\name{varSelImpSpecRF}
\alias{varSelImpSpecRF}
%- Also NEED an '\alias' for EACH other topic documented here.
\title{Variable selection using the "importance spectrum"}
\description{
  Perform variable selection based on a simple heuristic using the
  importance spectrum of the
  original data compared to the importance spectra from the same data
  with the class labels randomly permuted.
}
\usage{
varSelImpSpecRF(forest, xdata = NULL, Class = NULL,
                randomImps = NULL,
                threshold = 0.1,
                numrandom = 20,
                whichImp = "impsUnscaled",
                usingCluster = TRUE,
                TheCluster = NULL, ...)
}
%- maybe also 'usage' for other objects documented here.
\arguments{
  \item{forest}{A previously fitted random forest (see \code{\link[randomForest]{randomForest}}).}
  \item{xdata}{A data frame or matrix, with subjects/cases in rows and
    variables in columns. NAs not allowed.}
  \item{Class}{The dependent variable; must be a factor.}
  \item{randomImps}{A list with a structure such as the object
    return by \code{\link{randomVarImpsRF}}}.
  \item{threshold}{The threshold for the selection of variables. See details.}
  \item{numrandom}{The number of random permutations of the class labels.}
  \item{whichImp}{One of \code{impsUnscaled},
    \code{impsScaled}, \code{impsGini}, that correspond, respectively, to
    the (unscaled) mean decrease in accuracy, the scaled mean decrease
    in accuracy, and the Gini index.  See below and
\code{\link[randomForest]{randomForest}},
    \code{importance} and the references for further explanations of the
    measures of variable importance.}
   \item{usingCluster}{If TRUE use a cluster to parallelize the calculations.}
  \item{TheCluster}{The name of the cluster, if one is used.}
  \item{\dots}{Not used.}
}
\details{
  You can either pass as arguments a valid object for \code{randomImps},
  obtained from a previous call to \code{\link{randomVarImpsRF}} OR
  you can pass a covariate data frame and a dependent variable, and
  these will be used to obtain the random importances. The former is
  preferred for normal use, because this function will not returned the
  computed random variable importances, and this computation can  be
  lengthy.  If you pass both \code{randomImps}, \code{xdata}, and \code{Class},
  \code{randomImps} will be used.


  To select variables, start by  ordering  from largest (\eqn{i=1}) to smallest
  (\eqn{i = p}, where \eqn{p} is the number of
  variables),  the variable importances from the original data and from
  each  of the data sets with permuted class labels. (So the ordering is
  done in each data set independently).
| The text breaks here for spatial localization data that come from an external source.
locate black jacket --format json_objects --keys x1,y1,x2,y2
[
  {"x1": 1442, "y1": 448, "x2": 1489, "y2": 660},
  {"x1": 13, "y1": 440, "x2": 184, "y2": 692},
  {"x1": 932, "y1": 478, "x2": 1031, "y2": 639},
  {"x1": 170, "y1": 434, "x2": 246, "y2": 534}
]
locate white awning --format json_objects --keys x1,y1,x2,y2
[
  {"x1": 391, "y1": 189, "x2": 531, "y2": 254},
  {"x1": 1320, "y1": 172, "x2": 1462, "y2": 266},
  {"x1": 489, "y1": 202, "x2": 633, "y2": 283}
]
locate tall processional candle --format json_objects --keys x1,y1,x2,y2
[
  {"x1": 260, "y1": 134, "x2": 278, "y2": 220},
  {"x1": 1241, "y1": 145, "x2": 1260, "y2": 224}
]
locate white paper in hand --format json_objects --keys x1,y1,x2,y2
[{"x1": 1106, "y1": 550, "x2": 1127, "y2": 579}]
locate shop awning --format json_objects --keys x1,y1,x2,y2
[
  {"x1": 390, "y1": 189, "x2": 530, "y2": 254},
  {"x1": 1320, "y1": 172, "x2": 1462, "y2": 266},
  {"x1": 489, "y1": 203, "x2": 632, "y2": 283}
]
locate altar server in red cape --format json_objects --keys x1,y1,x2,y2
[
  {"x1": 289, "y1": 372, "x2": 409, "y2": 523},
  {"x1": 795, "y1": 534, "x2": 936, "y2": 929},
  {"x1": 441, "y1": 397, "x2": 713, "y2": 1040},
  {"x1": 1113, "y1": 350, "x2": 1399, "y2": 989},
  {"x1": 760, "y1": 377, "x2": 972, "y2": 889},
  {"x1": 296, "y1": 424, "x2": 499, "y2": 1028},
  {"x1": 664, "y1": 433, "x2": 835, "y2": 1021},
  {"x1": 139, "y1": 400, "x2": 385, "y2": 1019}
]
Compute 
  \eqn{q_i}, the \eqn{1 - threshold} quantile of
  the ordered variable importances from the permuted data at ordered
  postion \eqn{i}. Then,
  starting from \eqn{i = 1}, let \eqn{i_a} be the first \eqn{i} for which
  the variable importance from the original data is smaller than
  \eqn{q_i}. Select all variables from \eqn{i=1} to \eqn{i = i_a - 1}.

}
\value{A vector with the names of the selected variables, ordered by
  decreasing importance.}
\references{

  Breiman, L. (2001) Random forests.
  \emph{Machine Learning}, \bold{45}, 5--32.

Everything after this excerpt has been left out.